Most of your friends would describe you as a TYPICAL BLUE BLOODED SNOB. You place a great deal of faith in the CASTE SYSTEM and consider it a neccessity for maintaining order amongst your chaotic race. You go through great lengths to maintain an image of being a DIGNIFIED NOBLEMAN but your numerous ANGRY OUTBURSTS often betray your true nature. You've found that a good SPRITZ IN THE FACE with one of your SPRAY BOTTLES helps to calm you down but the ever increasing stress you've experienced whilst playing SGRUB have lessened the effectiveness of this coping mechanism. Your love of theatre has bled into your interactions with others. You tend to OVER DRAMATISE EVENTS and you are prone to outbursts of EMOTIONAL THEATRICS.

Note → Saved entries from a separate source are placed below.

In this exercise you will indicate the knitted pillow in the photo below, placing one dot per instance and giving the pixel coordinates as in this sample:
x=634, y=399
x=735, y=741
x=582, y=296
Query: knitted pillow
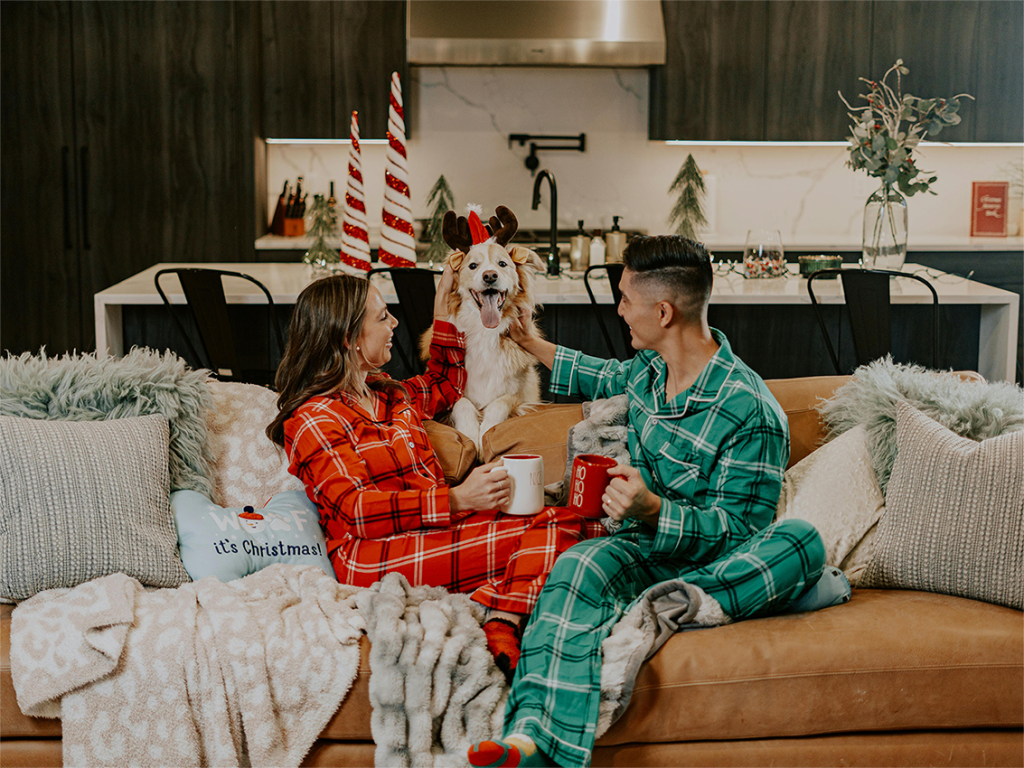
x=954, y=514
x=80, y=500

You are a particularly SKEPTICAL INDIVIDUAL and you find it hard to believe in anything if you don't see it with your own eyes. For example you refuse to believe in the ADVENTURES OF YOUR ANCESTOR because the only evidence you have is from his own memoirs and you believe that the caste system is right because if there truly was a better system it wouldn't still be around. No doubt your title is further evidence of this game's love of irony. You find it difficult to admit to your own faults and deal with your emotional problems. You'll often try to focus on some other task to avoid dealing with the problem if not ignore it all together.

Examine ChumprollEdit

mossGatherer: The two of you have had dealings in the past but it was a strictly business relationship. He was the one who introduced you to FLARP and supplied you with the neccessary equipment. He's obviously trying to hide some kind of MYSTERIOUS SECRET from everyone. It's kind of adorable how he honestly thinks that you don't suspect a thing.

joystickSmackdown: A chilling reminder of the negative effects hours of playing video games and the constant consumption of alien fruit can have on a young mind.

avalancheDetonator: Who?

formidableColonist: Why does he type in gray? You know he's colour blind and all but still how hard is it really to type "COLOUR = GREEN" in a HTML tag?

averageNobody: It takes a very special kind of troll to make somebody like EC look like an aristocrat by comparison. AN is that special troll. Stand up and take a bow.

eldritchCommune: The only thing more appalling to you than his taste in music is his total lack of leadership ability. Such is to be expected when you put a commoner in a position of authority.

stardustTestimony: For all intents and purposes she is the real team leader. You have no idea why she is content to act as second fiddle to EC. Not that you are in any postion to disapprove of her behaviour no matter how questionable you may find it! Honestly you feel very self conscious when talking to someone as high on the hemospectrum as her.

perilousFortune: A fellow blue blood with a passion for fine literature. Truly a man afer your own heart. You are concerned by his timid nature and lack of assertiveness. You suppose that it's a good thing he has you as his server player. No doubt your abundant charisma and confidence will rub off on him.

lernaeanCulinist: Ah your hand picked server player. No doubt her psychic abilities will prove to be a valuable asset for your team. Thankfully she has a proper sense of decorum unlike a couple of other lowbloods you could mention. Perhaps there is hope for the lower castes after all.


  • His first name "Krsnik" comes from a figure in Slovenian and Croatian folklore. The Krsnik was a type of vampire hunter whose soul left his body at night to fight his evil vampiric counterpart the Kudlak.
  • His second name "Hyades" comes from a sisterhood of nymphs in Greek mythology who governed the rain. In some myths they served as the tutors of Dionysus the Greek God of wine, ecstasy and theatre.